The US has recognized international certification for Brazil’s compliance with some sanitary and technical standards, according to a joint statement from the South American country’s ministries of foreign affairs and agriculture. To meet US requirements, Brazil’s government will issue certification of traceability, identity and origin of used cooking oil, or UCO.

The move comes at a time when the US is being flooded with low-carbon feedstocks including waste oil and tallow for production of green diesel. That has weighed on prices for soybean oil, which is also used to make renewable fuel, eroding profits for companies such as Bunge Global SA and Archer-Daniels-Midland Co. and jeopardizing expansion plans.

US imports of used cooking oil more than tripled in 2023 from a year earlier, with more than half coming from China, according to the US International Trade Commission.

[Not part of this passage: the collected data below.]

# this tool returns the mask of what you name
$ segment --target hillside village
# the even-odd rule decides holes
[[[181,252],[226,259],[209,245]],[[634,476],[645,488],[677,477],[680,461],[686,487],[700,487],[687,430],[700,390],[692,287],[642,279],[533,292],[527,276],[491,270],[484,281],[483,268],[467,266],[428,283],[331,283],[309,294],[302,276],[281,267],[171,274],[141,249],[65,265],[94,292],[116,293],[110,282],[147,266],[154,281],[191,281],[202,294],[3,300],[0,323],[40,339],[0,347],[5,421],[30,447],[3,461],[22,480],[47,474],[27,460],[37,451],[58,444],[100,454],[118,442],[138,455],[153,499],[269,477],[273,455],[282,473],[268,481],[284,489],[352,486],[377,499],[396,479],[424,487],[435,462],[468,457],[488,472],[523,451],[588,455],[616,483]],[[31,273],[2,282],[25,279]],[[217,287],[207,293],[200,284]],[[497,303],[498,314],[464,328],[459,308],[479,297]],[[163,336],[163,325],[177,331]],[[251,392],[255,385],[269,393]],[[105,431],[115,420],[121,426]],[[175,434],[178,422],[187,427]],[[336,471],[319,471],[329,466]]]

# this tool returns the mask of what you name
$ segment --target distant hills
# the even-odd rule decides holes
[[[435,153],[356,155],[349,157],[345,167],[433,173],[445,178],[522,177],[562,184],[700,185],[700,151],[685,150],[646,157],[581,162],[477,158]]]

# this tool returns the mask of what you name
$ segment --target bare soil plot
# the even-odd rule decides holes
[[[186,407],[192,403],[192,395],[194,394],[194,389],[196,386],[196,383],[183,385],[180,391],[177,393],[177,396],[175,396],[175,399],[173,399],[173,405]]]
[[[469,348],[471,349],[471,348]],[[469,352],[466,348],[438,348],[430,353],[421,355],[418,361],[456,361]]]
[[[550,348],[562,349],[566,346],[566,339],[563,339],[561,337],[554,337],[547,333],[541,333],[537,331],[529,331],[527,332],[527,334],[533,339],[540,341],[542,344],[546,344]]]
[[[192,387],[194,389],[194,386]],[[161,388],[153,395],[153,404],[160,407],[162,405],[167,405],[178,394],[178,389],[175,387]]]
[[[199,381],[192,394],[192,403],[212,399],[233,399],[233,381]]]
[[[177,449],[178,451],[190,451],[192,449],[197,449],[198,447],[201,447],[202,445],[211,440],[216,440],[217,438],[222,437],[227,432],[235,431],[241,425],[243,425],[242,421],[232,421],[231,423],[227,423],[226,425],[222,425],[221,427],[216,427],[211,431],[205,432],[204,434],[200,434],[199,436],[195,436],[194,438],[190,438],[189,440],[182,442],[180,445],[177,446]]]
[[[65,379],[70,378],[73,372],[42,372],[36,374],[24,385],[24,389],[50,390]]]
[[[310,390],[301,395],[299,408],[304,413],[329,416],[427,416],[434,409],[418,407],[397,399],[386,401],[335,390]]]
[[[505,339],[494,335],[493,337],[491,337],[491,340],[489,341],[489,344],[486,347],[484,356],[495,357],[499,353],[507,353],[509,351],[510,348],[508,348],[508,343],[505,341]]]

The increase from China has stirred speculation that some imports may not be authentic and instead are mixed with fresh vegetable oils, potentially undermining US biofuel laws. 

American industry groups and biofuel executives are urging the US to tighten scrutiny on the imports, including better methods to ensure purity of UCO. A US soybean trade group is calling for increased tariffs on Chinese UCO. 

Brazil was already benefiting from the US biofuels boom as US fuelmakers turn to overseas for raw materials. American purchases of Brazilian cattle tallow, a form of waste fat, climbed 377% in the first four months of 2024 from a year earlier.